Quick start — async streaming

for await partial in model.transcribeStream(audio: samples, sampleRate: 16000) {
    if partial.isFinal { print("FINAL: \(partial.text)") }
    else               { print("... \(partial.text)") }
}

Each PartialTranscript carries text, isFinal, confidence, eouDetected (joint fired vs force-finalized), and a monotonic segmentIndex.

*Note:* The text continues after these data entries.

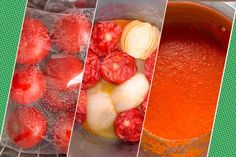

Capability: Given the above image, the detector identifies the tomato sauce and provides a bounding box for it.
[145,24,227,140]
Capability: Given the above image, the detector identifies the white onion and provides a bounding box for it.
[111,73,149,113]
[87,92,117,133]
[120,20,160,60]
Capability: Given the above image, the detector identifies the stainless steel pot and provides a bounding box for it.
[139,1,234,157]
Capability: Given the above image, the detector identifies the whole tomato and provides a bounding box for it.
[75,0,88,8]
[17,18,51,64]
[43,87,78,112]
[101,51,137,84]
[82,49,101,89]
[7,107,47,149]
[11,66,46,105]
[53,13,91,54]
[144,52,157,82]
[45,57,83,91]
[91,22,122,57]
[115,108,144,143]
[52,113,74,153]
[76,90,87,124]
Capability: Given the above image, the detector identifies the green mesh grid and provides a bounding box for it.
[208,15,236,157]
[0,0,27,133]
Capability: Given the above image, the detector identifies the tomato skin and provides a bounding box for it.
[101,51,137,84]
[52,113,74,153]
[115,108,144,143]
[43,88,78,112]
[144,52,157,82]
[7,107,48,149]
[17,18,51,64]
[53,14,91,54]
[43,57,83,111]
[76,90,87,124]
[91,22,122,57]
[82,49,101,89]
[11,66,46,105]
[45,57,83,91]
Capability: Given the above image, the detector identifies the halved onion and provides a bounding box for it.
[111,73,149,113]
[87,92,117,134]
[120,20,160,60]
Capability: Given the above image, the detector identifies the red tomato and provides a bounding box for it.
[11,66,46,105]
[75,0,88,8]
[91,22,122,57]
[144,52,157,82]
[52,113,74,153]
[53,14,91,54]
[101,51,137,84]
[76,90,87,124]
[115,109,144,142]
[43,88,78,112]
[82,49,101,89]
[7,107,47,149]
[45,57,83,91]
[17,18,51,64]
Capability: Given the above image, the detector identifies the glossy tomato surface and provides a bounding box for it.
[43,88,78,112]
[82,49,101,89]
[17,18,51,64]
[52,113,74,153]
[11,66,46,105]
[90,22,122,57]
[45,57,83,91]
[101,51,137,84]
[76,90,87,124]
[7,107,47,149]
[53,14,91,54]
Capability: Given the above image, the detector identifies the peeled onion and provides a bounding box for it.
[120,20,160,60]
[111,73,149,113]
[87,92,117,134]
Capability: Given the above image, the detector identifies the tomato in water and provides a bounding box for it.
[101,51,137,84]
[53,14,91,54]
[45,57,83,91]
[7,107,47,149]
[52,113,74,153]
[11,66,46,105]
[76,90,87,124]
[44,57,83,110]
[91,22,122,57]
[43,88,78,112]
[17,18,51,64]
[82,49,101,89]
[115,108,144,143]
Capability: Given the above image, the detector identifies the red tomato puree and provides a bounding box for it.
[145,25,227,140]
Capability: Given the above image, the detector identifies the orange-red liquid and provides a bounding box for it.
[145,25,227,140]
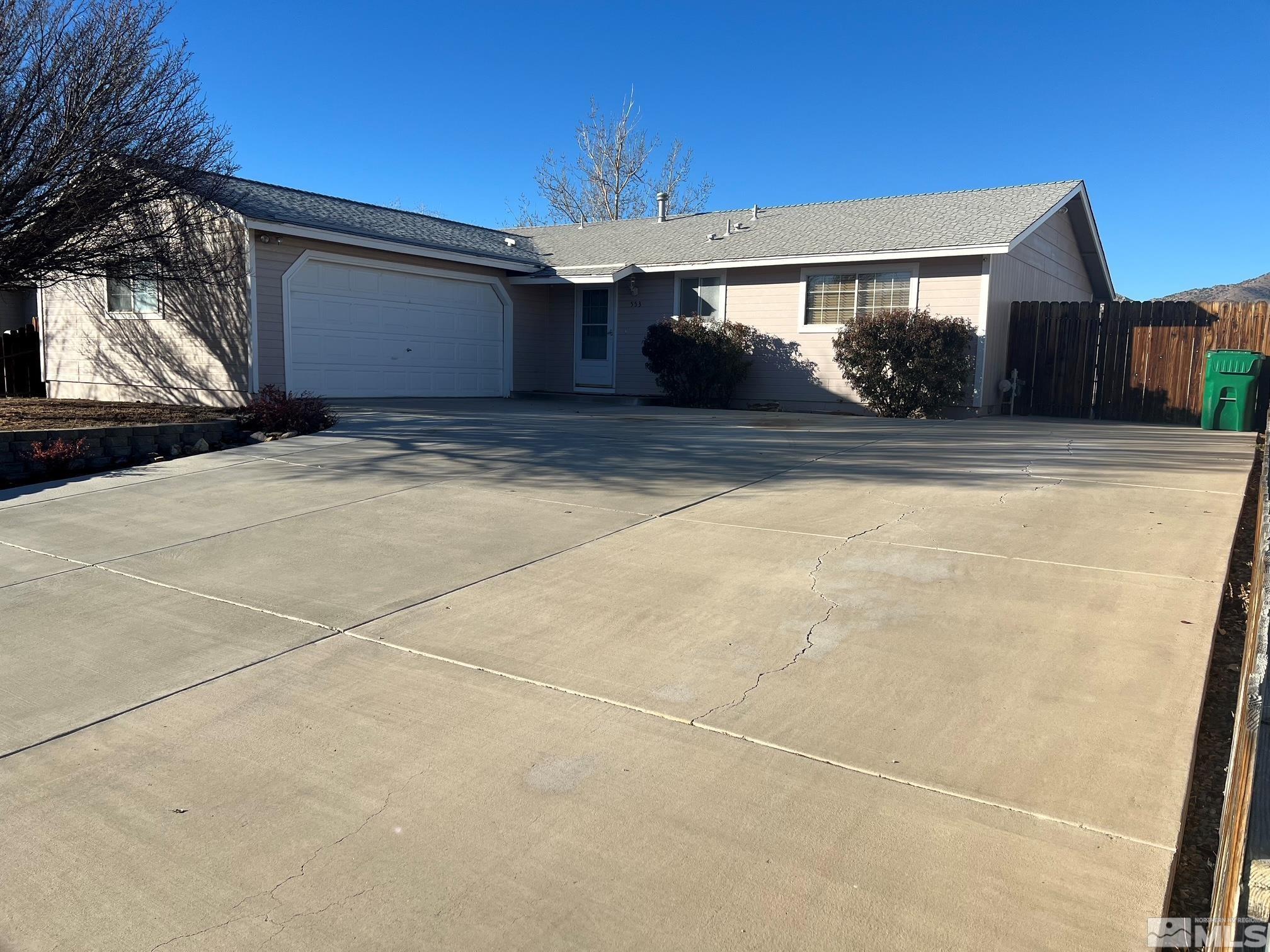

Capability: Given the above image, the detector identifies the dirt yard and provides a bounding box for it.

Long-lived session API (mic input)

For live dictation, create a session once and feed it chunks as they arrive from the mic. The session buffers internally and runs the encoder when enough samples accumulate, so you can push arbitrary chunk sizes:

let session = try model.createSession()

// each mic chunk:
let partials = try session.pushAudio(float32Chunk16kHz)
for p in partials {
    if p.isFinal { commit(p.text) }
    else          { showPartial(p.text) }
}

// when the stream ends:
let trailing = try session.finalize()

VAD force-finalize pattern

When a Silero VAD is already running in your pipeline, use it to drive a fallback commit so background noise can't stall the EOU debounce timer:

if hasPendingUtterance && !vadSpeechActive && vadSilentChunks >= 30 {
    // ~960 ms of sustained silence per Silero
    if let forced = session.forceEndOfUtterance() {
        commit(forced.text)
    }
    hasPendingUtterance = false
}

// guardrail: don't double-commit if joint already fired EOU
if partials.contains(where: { $0.isFinal }) {
    hasPendingUtterance = false
}

DictateDemo — macOS menu-bar reference app

DictateDemo is a complete macOS menu-bar agent built on top of the streaming session. It runs as a background app, transcribes from the mic with live partials, auto-commits utterances on EOU or VAD silence, and pastes results into the frontmost app.

cd Examples/DictateDemo
swift build
.build/debug/DictateDemo

The full implementation lives in Examples/DictateDemo/DictateDemo/DictateViewModel.swift: an off-main audio sink with a lock-protected buffer, a 300 ms timer tick that drains it, Silero VAD with leftover-sample carry-over, and a guarded force-finalize. The matching regression tests in Examples/DictateDemo/Tests/DictateDemoTests.swift cover multi-utterance, stuck-EOU, and noisy-silence scenarios.

Streaming vs batch Parakeet

Parakeet-EOU-120M (streaming)Parakeet TDT 0.6B (batch)
Use caseLive dictation, real-time captioningFile transcription, offline jobs
DecoderRNN-T + EOU headToken-and-Duration Transducer
Chunk size640 ms streamingWhole-file batch
Weight memory~120 MB500 MB
Throughput~18x real-time~32x real-time
Latency~340 ms partialsEnd-of-file only
Pick the streaming model when…

…you need partials before the user finishes speaking. For batch transcription of audio files, the larger Parakeet TDT 0.6B is faster end-to-end and more accurate. The two models share the same SentencePiece vocabulary, so you can swap between them without changing tokenization.